Les enseignes étaient parfumées de senteurs toutes plus exquises et savoureuses les unes que les autres. Toute sauf une… “Chez Antonio”, un établissement plus que modeste qui semblait chercher son identité entre décharge et restaurant miteux. Sérieusement, ils arrivaient à distribuer des brochures publicitaires au sujet de ce vieux bouiboui miteux ? Ce n’est qu'à cet instant que la bête comprit que le petit dépliant n’était pas une publicité, mais un appel à l’aide. Compréhensible… le gars derrière cet appel était capable de transformer un S.O.S en invitation à dîner et l’inverse était tout aussi vrai à en juger l’état déplorable de la façade. Allait-elle pénétrer à l’intérieur malgré tout ? Bien sûr que oui ! Toute cette marche à suivre des gribouillis sur une feuille ça creuse ! Il en fallait plus que ça pour la dégoûter après tout. Au diable, l’appel à l’aide, la Taotie s'en fichait… Enfin ça, c’était avant qu’elle ne passe la porte du dit restaurant avec sa cuillère démesurée adossée à son épaule.

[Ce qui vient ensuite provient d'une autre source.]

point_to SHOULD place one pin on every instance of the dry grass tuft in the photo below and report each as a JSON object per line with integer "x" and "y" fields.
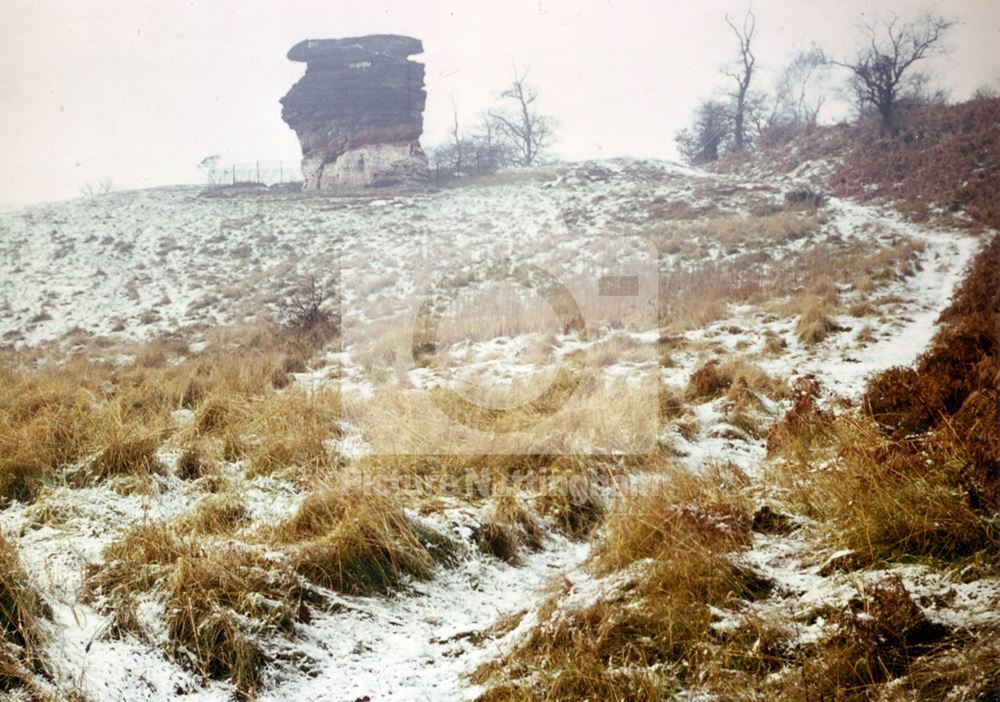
{"x": 294, "y": 426}
{"x": 804, "y": 428}
{"x": 21, "y": 609}
{"x": 221, "y": 607}
{"x": 652, "y": 631}
{"x": 868, "y": 647}
{"x": 359, "y": 543}
{"x": 509, "y": 529}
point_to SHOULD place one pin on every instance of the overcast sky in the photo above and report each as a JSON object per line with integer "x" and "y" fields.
{"x": 140, "y": 91}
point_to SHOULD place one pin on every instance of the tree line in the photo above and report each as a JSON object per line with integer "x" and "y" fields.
{"x": 883, "y": 74}
{"x": 514, "y": 132}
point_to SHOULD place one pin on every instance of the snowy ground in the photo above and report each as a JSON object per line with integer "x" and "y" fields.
{"x": 130, "y": 266}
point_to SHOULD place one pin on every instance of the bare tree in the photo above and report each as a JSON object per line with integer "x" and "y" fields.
{"x": 742, "y": 75}
{"x": 709, "y": 134}
{"x": 210, "y": 167}
{"x": 798, "y": 97}
{"x": 522, "y": 127}
{"x": 882, "y": 72}
{"x": 458, "y": 146}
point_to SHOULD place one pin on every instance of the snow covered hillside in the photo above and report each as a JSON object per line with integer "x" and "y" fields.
{"x": 761, "y": 298}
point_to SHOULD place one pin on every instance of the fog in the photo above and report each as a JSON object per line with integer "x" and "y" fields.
{"x": 139, "y": 92}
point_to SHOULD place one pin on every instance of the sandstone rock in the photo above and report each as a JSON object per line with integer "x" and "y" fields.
{"x": 358, "y": 111}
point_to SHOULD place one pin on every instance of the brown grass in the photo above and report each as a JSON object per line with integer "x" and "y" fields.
{"x": 644, "y": 637}
{"x": 21, "y": 609}
{"x": 361, "y": 543}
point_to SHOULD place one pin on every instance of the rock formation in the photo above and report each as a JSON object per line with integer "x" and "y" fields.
{"x": 358, "y": 111}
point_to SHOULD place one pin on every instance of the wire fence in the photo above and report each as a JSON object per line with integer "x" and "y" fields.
{"x": 255, "y": 172}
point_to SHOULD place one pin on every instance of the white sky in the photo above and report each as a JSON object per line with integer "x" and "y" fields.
{"x": 140, "y": 91}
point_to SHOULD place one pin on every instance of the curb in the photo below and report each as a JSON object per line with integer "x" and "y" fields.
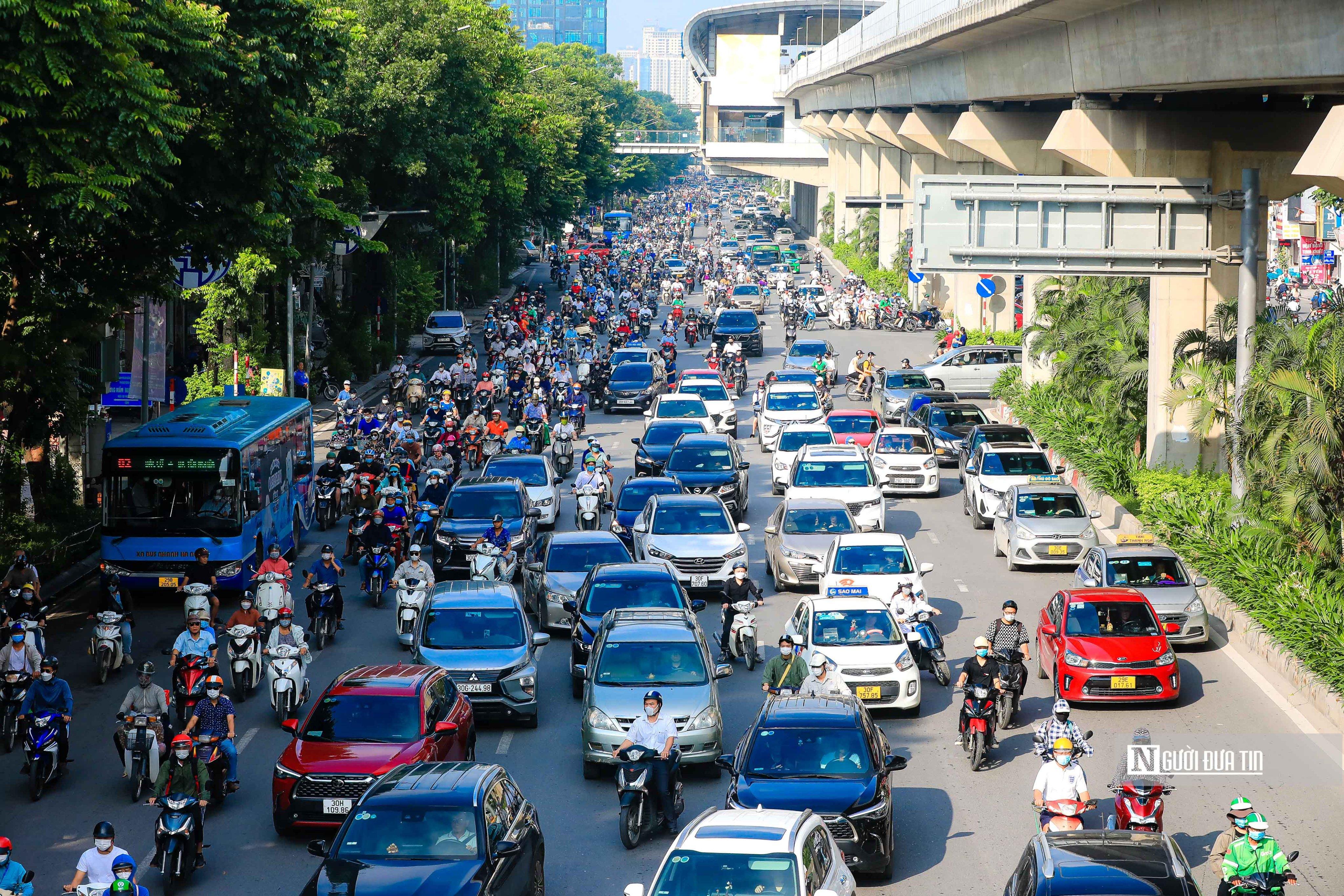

Alors qu’elle fit son entrée au sein de l’établissement. Un quarantenaire se précipitait vers elle, des étoiles plein les yeux comme si le prophète venait de s’être présenté à sa porte. L'excitation était telle qu’il était impossible de déchiffrer la moindre de ses paroles.

Illustration:

Apparemment, il était perdu dans un délire comme quoi elle devait très certainement être une “grande cheffe de renommée” pour avoir un ustensile aussi gigantesque. Il n’avait pas tort dans le fond… Là d'où elle venait, Yuuma était en effet une cheffe… Mais ce terme n’était sûrement pas associé au rôle que le propriétaire de l’établissement lui adossait. Non… la Tatotie était loin d’être une cuisinière, loin de là… Elle était avant tout une leader, matriarche d’une alliance aux activités quelque peu douteuses. Les couteaux sont de la partie, mais ils sont comme qui dirait… pas juste là pour éplucher des légumes.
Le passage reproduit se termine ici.